Vi è mai capitato di aver sentito parlare delle fontanelle di Roma? Queste sono simpaticamente chiamate dai romani Nasone e sono molto diffuse nella Capitale dato che è possibile contarne oltre 2.000 esemplari. Ma esattamente come si presentano tali fontanelle e dove si trovano? Quali sono le loro origini e la loro storia? Qui di seguito sarà possibile trovare le risposte a queste domande e tante preziose informazioni.

Le fontanelle di Roma

Roma è una città molto grande caratterizzata dalla presenza, in varie zone, di graziose fontanelle dalla forma davvero tanto simpatica. I romani sono soliti chiamarle Nasoni. Queste presentano una caratteristica forma cilindrica e si trovano installate in diverse piazze e in varie vie della città. Come si presentano? A tale domanda è possibile rispondere affermando che gran parte di queste fontanelle sono in ghisa ma ve ne sono anche alcuni modelli in travertino. E ancora esistono anche degli esemplari rari davvero molto particolari, tra questi merita di essere citata la fontanella a tre cannelle a forma di drago le cui origini sono legate al 1872. Qusta si trova nelle vicinanze di Via Nazionale e più precisamente presso la Via della Cordonata.

I Nasoni a Roma si trovano in varie zone della città. E’ possibile affermare che in giro per la città ve ne sono ben 2500 di cui 280 si trovano dentro le mura.  Oltre a queste la Capitale vanta anche della presenza di circa 114 fontane e fontanelle artistiche tutte pubbliche e gratuite. Per tale motivo Roma è considerata la città con più fontanelle pubbliche e gratuite in tutto il mondo. E da tutte è opportuno precisre che sgorga acqua potabile.
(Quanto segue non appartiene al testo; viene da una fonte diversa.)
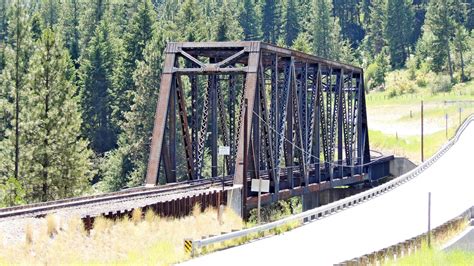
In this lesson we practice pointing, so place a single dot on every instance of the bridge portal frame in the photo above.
(307, 122)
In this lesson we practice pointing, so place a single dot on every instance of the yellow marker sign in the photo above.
(188, 246)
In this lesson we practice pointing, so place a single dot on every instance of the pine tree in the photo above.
(69, 28)
(126, 165)
(349, 20)
(441, 24)
(270, 21)
(325, 31)
(190, 22)
(12, 100)
(292, 27)
(96, 78)
(249, 20)
(227, 24)
(461, 46)
(138, 34)
(375, 36)
(49, 10)
(88, 21)
(55, 161)
(398, 30)
(302, 43)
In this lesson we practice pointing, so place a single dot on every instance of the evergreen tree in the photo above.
(126, 165)
(270, 21)
(349, 20)
(249, 20)
(88, 21)
(398, 30)
(227, 24)
(138, 34)
(55, 161)
(36, 26)
(190, 22)
(49, 10)
(12, 100)
(461, 46)
(419, 11)
(441, 24)
(69, 28)
(325, 31)
(96, 77)
(302, 43)
(291, 22)
(375, 36)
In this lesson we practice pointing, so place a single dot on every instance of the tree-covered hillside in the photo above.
(79, 79)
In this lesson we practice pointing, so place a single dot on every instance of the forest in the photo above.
(79, 79)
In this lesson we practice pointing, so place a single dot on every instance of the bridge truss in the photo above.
(306, 119)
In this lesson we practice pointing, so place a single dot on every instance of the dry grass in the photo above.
(152, 240)
(51, 225)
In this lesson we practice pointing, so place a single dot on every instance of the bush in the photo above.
(441, 84)
(421, 82)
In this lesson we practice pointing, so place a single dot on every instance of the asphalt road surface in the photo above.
(381, 222)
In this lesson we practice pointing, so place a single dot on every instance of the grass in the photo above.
(397, 119)
(432, 256)
(151, 240)
(409, 146)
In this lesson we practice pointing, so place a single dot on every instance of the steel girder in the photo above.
(307, 116)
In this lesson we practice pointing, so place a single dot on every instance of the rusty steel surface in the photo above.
(307, 119)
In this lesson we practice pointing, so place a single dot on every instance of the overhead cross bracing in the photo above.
(306, 116)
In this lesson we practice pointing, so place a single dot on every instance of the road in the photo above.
(378, 223)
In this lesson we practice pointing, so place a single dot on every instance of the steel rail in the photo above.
(339, 205)
(112, 196)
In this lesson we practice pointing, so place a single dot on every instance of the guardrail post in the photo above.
(189, 247)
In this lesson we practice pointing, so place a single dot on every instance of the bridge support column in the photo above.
(310, 200)
(234, 199)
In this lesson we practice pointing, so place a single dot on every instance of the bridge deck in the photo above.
(378, 223)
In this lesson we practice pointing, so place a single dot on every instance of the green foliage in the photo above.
(270, 21)
(375, 73)
(398, 31)
(291, 22)
(441, 84)
(55, 161)
(302, 43)
(440, 24)
(325, 30)
(249, 19)
(374, 38)
(97, 87)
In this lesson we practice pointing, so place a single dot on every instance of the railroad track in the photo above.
(40, 209)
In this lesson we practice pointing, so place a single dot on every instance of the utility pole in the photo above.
(446, 117)
(429, 220)
(244, 183)
(422, 151)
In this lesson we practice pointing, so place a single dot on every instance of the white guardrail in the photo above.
(326, 210)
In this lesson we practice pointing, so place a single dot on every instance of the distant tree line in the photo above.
(79, 79)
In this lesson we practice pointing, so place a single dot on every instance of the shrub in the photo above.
(441, 84)
(421, 82)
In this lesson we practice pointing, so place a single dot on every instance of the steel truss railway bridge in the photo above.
(297, 120)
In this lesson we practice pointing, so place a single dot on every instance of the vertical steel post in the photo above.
(245, 159)
(429, 219)
(213, 81)
(422, 151)
(160, 120)
(172, 131)
(446, 117)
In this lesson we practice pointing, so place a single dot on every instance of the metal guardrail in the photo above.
(326, 210)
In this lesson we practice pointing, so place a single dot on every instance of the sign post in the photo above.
(260, 185)
(223, 151)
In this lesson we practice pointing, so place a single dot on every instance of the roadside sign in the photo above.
(224, 150)
(264, 187)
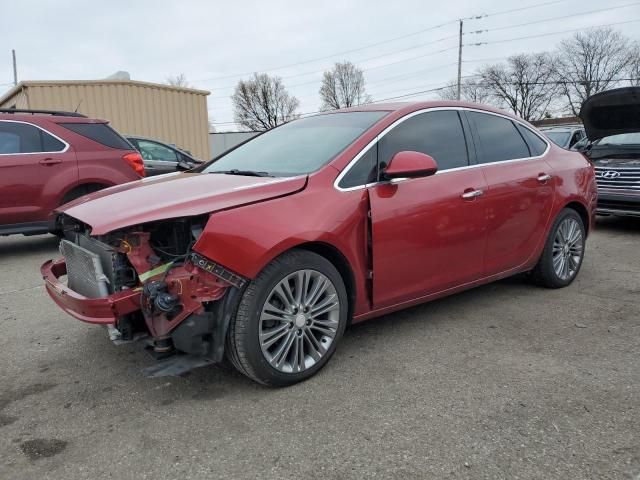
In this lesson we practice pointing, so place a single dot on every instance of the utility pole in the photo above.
(460, 61)
(15, 69)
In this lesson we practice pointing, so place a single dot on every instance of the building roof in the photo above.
(136, 83)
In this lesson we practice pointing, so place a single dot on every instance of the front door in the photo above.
(31, 162)
(428, 234)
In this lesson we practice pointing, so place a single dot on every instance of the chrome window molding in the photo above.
(440, 172)
(66, 145)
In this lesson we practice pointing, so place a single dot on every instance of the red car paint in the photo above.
(34, 184)
(402, 242)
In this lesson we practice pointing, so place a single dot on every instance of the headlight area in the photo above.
(185, 299)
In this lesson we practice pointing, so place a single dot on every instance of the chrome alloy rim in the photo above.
(299, 321)
(567, 248)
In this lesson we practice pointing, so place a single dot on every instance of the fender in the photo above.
(247, 238)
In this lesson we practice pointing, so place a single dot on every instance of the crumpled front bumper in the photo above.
(101, 311)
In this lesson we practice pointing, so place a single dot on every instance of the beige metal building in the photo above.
(174, 115)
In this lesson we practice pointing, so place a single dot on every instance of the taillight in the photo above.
(135, 161)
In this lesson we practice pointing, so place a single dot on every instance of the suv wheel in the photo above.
(289, 320)
(563, 252)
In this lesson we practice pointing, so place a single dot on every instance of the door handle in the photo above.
(543, 177)
(470, 195)
(50, 161)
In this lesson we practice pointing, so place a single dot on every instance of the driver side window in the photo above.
(438, 134)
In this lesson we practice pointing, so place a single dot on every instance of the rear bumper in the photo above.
(101, 311)
(623, 203)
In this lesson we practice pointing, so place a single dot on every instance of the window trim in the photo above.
(64, 150)
(442, 172)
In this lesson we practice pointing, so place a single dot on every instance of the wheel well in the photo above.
(582, 211)
(339, 261)
(80, 190)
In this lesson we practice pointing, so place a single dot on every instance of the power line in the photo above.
(513, 10)
(376, 57)
(573, 15)
(434, 27)
(549, 34)
(370, 68)
(444, 87)
(332, 55)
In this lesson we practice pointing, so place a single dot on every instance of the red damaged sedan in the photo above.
(266, 254)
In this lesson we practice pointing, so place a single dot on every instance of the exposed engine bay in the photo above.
(181, 312)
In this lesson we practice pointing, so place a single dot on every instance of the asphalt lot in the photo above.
(504, 381)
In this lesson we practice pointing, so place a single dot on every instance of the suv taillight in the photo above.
(135, 161)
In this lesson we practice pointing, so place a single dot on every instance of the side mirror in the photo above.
(408, 164)
(183, 166)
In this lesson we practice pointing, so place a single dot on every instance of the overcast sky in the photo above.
(209, 40)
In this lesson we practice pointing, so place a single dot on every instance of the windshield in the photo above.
(621, 139)
(559, 138)
(298, 147)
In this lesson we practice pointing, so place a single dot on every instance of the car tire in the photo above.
(252, 328)
(562, 257)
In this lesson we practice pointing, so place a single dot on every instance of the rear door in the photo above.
(158, 158)
(520, 189)
(428, 233)
(34, 166)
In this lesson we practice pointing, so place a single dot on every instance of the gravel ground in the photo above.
(503, 381)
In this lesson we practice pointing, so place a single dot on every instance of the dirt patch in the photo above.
(7, 420)
(42, 447)
(22, 393)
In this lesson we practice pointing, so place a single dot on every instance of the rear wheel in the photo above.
(289, 320)
(563, 253)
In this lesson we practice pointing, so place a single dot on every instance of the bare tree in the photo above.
(471, 90)
(342, 87)
(262, 103)
(179, 80)
(524, 84)
(591, 62)
(633, 71)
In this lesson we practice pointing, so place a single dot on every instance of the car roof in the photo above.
(43, 117)
(403, 108)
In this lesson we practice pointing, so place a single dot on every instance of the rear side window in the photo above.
(101, 133)
(536, 144)
(25, 138)
(438, 134)
(499, 138)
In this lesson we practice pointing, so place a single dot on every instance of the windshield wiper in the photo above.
(248, 173)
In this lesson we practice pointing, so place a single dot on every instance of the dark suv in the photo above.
(612, 122)
(49, 158)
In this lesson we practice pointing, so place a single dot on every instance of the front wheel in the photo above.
(289, 320)
(563, 253)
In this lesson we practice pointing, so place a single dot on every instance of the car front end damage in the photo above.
(146, 283)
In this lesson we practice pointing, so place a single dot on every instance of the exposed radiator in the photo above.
(84, 271)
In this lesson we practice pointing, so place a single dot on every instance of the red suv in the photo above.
(268, 252)
(49, 158)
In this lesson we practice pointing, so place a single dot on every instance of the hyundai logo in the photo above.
(611, 174)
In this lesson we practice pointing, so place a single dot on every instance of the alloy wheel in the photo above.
(568, 245)
(299, 321)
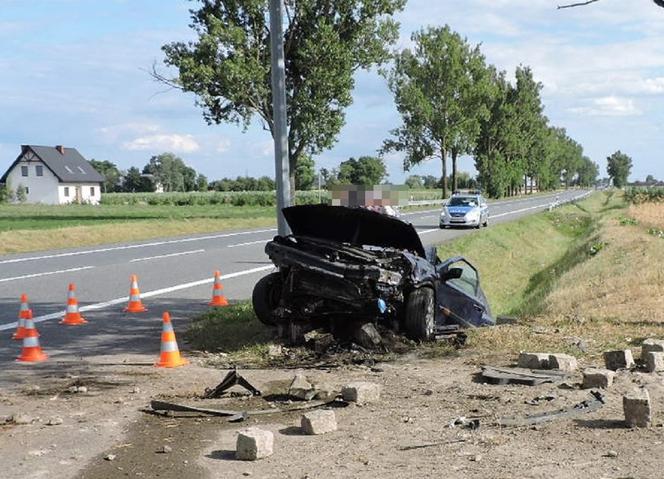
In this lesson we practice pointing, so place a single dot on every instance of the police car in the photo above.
(465, 209)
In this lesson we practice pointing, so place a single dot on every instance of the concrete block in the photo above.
(361, 392)
(534, 360)
(651, 346)
(253, 444)
(615, 360)
(319, 422)
(597, 378)
(301, 388)
(564, 362)
(636, 407)
(654, 361)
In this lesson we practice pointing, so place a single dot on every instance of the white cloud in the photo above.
(173, 142)
(609, 106)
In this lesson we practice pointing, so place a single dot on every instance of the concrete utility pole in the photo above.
(279, 114)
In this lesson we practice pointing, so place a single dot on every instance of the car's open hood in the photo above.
(353, 225)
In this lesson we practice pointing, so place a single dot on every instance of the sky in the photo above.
(75, 72)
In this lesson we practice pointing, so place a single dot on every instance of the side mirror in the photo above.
(452, 273)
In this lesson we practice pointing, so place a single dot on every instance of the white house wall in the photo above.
(41, 189)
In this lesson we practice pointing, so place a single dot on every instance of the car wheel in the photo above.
(420, 314)
(265, 298)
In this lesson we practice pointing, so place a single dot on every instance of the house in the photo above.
(54, 175)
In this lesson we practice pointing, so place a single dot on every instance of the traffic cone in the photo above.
(218, 298)
(31, 352)
(170, 354)
(72, 315)
(24, 313)
(135, 305)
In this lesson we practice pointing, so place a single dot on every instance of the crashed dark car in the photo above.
(343, 265)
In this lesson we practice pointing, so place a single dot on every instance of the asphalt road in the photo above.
(175, 274)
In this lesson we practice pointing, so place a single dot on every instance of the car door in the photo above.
(460, 299)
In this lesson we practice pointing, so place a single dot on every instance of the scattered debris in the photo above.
(319, 422)
(493, 375)
(589, 405)
(651, 345)
(636, 407)
(563, 362)
(361, 392)
(541, 399)
(621, 359)
(654, 361)
(253, 444)
(597, 378)
(232, 378)
(533, 360)
(464, 423)
(54, 421)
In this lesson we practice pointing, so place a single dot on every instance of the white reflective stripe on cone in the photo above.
(169, 347)
(31, 342)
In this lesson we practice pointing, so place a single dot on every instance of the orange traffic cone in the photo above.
(135, 305)
(72, 315)
(218, 298)
(24, 313)
(31, 352)
(170, 354)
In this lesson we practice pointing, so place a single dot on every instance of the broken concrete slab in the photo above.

Quelle più conosciute sono la fontana incassata nel muro presso la via della Fontanella di Borghese e poi la Barcaccia, famosa fontana presente in Piazza di Spagna.

Fontanelle a Roma

I Nasoni a Roma

L’origine dei Nasoni a Roma è molto antica e nello specifico risale al periodo dopo l’Unità d’Italia e quindi negli anni compresi tra il 1872 e il 1874. A volerle è stato il primo sindaco Luigi Pianciani il quale decise di arricchire la città con queste simpaticissime fontanelle pubbliche e gratuite.  In pochi sanno che a Roma oltre alle famosissime fontanelle a Nasone sono presenti anche alcuni rari e antichi esemplari di fontanelle definite appunto ‘progenitori’. Si tratta di cilindrotti in ghisa il cui impianto in città è avvenuto davvero moltissimi anni fa, esattamente dopo l’Unità d’Italia. Ad oggi a Roma è possibile trovarne solamente tre. Uno si trova esattamente presso la piazza del Pantheon, uno si trova in via delle Tre Cannelle e per concludere l’ultimo si trova presso la via di San Teodoro.

Con il trascorrere degli anni la struttura di queste fontanelle è poi cambiata fino ad assumere quella che è la sua forma odierna sempre molto amata dai romani. Il cannello ricorda tanto un naso lungo e allo stesso tempo malridotto dal quale ne deriva il nome.